BROKEN FLOWERS (+++)
La solitude. La solitude d'un homme qui s'appelle Don et qui s'était pris pour un Don Juan. La solitude d'un homme qui s'est pris des claques sentimentales. La solitude intérieure de cet homme confrontée à l'agitation du monde extérieur.
Un fils existe. Partir à la recherche de ce fils.

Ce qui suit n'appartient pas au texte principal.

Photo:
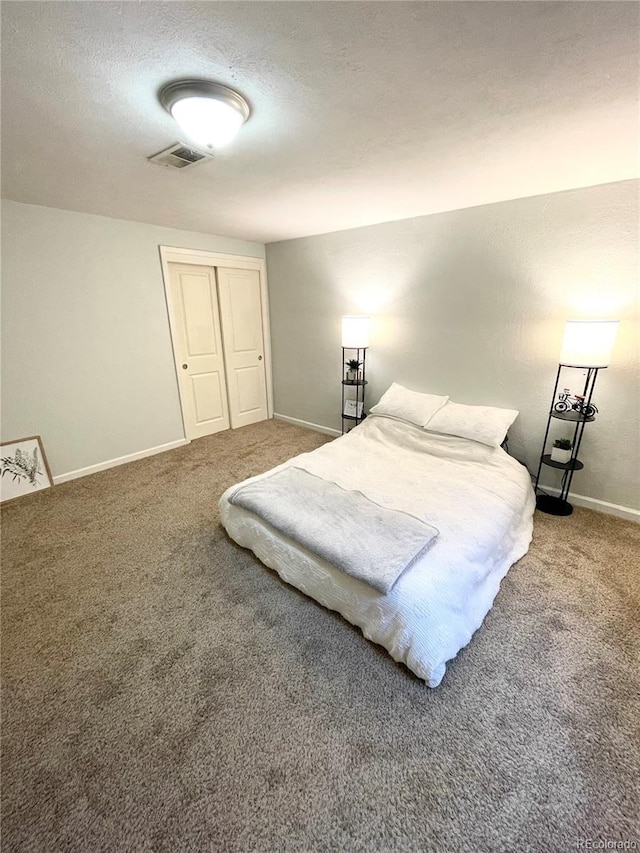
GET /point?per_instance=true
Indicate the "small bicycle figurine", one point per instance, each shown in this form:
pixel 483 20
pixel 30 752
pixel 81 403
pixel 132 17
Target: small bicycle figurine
pixel 568 403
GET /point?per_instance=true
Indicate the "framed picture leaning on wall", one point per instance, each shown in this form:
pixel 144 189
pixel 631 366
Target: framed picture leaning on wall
pixel 23 468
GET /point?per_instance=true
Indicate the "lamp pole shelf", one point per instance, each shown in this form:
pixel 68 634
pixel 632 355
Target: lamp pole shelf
pixel 560 505
pixel 349 419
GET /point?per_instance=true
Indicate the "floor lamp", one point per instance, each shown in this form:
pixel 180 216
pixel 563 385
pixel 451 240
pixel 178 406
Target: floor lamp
pixel 587 345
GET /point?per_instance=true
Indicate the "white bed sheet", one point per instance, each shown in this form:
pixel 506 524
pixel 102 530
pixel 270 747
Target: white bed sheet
pixel 480 499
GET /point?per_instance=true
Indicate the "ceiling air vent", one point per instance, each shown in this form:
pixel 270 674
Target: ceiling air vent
pixel 179 156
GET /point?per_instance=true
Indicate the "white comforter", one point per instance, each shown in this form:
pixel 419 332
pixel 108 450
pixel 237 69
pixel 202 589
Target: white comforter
pixel 478 497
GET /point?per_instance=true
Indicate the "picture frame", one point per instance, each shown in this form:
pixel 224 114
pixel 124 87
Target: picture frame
pixel 353 408
pixel 23 468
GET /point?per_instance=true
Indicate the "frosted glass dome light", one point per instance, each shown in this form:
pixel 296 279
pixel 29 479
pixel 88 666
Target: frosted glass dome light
pixel 209 114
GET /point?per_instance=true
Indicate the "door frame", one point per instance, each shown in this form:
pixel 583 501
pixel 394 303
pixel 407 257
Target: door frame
pixel 200 257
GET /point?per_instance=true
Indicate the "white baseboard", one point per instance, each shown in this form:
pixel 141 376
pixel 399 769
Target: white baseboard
pixel 297 422
pixel 121 460
pixel 599 506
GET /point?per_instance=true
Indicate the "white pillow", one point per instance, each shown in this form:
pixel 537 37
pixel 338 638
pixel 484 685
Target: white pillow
pixel 400 402
pixel 486 424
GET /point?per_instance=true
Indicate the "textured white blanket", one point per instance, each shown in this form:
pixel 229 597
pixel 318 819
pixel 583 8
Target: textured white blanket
pixel 369 542
pixel 479 498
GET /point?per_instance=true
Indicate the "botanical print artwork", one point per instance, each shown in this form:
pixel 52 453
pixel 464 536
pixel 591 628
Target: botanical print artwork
pixel 23 468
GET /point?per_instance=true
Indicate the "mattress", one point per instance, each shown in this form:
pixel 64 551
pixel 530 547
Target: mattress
pixel 478 497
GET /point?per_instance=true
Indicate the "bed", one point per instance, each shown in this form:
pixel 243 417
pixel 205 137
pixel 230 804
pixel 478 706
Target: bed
pixel 479 499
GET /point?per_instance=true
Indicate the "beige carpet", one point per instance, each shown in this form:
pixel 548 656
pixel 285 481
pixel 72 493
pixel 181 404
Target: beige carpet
pixel 163 691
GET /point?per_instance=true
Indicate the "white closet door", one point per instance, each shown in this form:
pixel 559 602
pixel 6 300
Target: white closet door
pixel 197 345
pixel 241 312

Partir, presque forcé par l'ami-voisin, à la découverte de l'identité de la mère de ce fils supposé.
L'homme va retrouver ses enseignes femmes, ses enseignes amours. Il va replonger dans son passé, il va venir bousculer leurs vies, à elles, qui ont continué sans lui. Les retrouvailles sont violentes, bouleversantes pour ceux qui les vivent, touchantes pour ceux qui les observent, car pleines de pudeur, de retenue ou de fougue. Toujours à fleur de peau, car la peau ne se souvenait plus du contact avec l'autre.

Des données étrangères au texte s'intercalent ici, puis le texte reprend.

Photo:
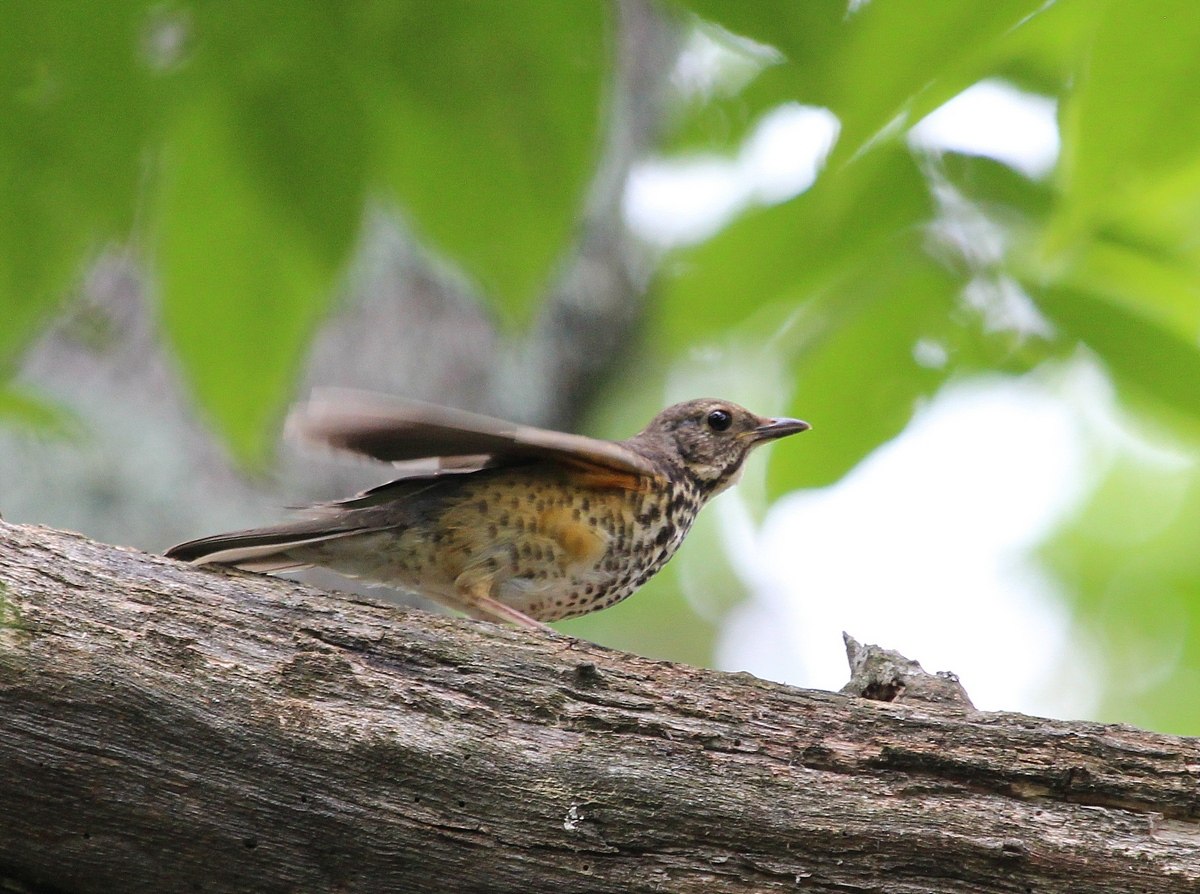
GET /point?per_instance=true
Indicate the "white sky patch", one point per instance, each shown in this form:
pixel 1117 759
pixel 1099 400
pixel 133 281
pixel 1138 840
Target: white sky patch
pixel 996 120
pixel 687 201
pixel 924 549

Les vies ont fait le grand écart. Et ce film pose la question de ce qui continue à nous unir quand l'amour a disparu. Quels liens peuvent survivre à une rupture amoureuse ? Ce fils pourrait en être un. Mais on ne se réalise pas père du jour au lendemain. On n'apprend pas sans quelque vertige qu'un jeune homme de 19 ans est parti à la recherche de son père, de ses origines, qu'il nous cherche...
Bill Murray offre une palette de sentiments, de troubles, de doutes et d'émotions qui trouvent forcément écho en notre sensibilité. Pas besoin d'avoir 50 ans pour cela. Pas besoin de penser être père pour cela. Son personnage ne le concevait pas lui-même. Il n'a pas 50 ans dans sa tête et ne parvient pas à stabiliser sa vie sentimentale. Il ne se pensait pas père à cet instant, peut-être jamais, d'ailleurs.
Jim Jarmush, fidèle aux musiques qui hantent avec tant de justesse chacune de ses oeuvres, mais aussi aux silences indispensables en écho, signe ici un road-movie attachant et déchirant à la fois, car il aborde la place de l'individu dans une société remplie de vide, sous vide.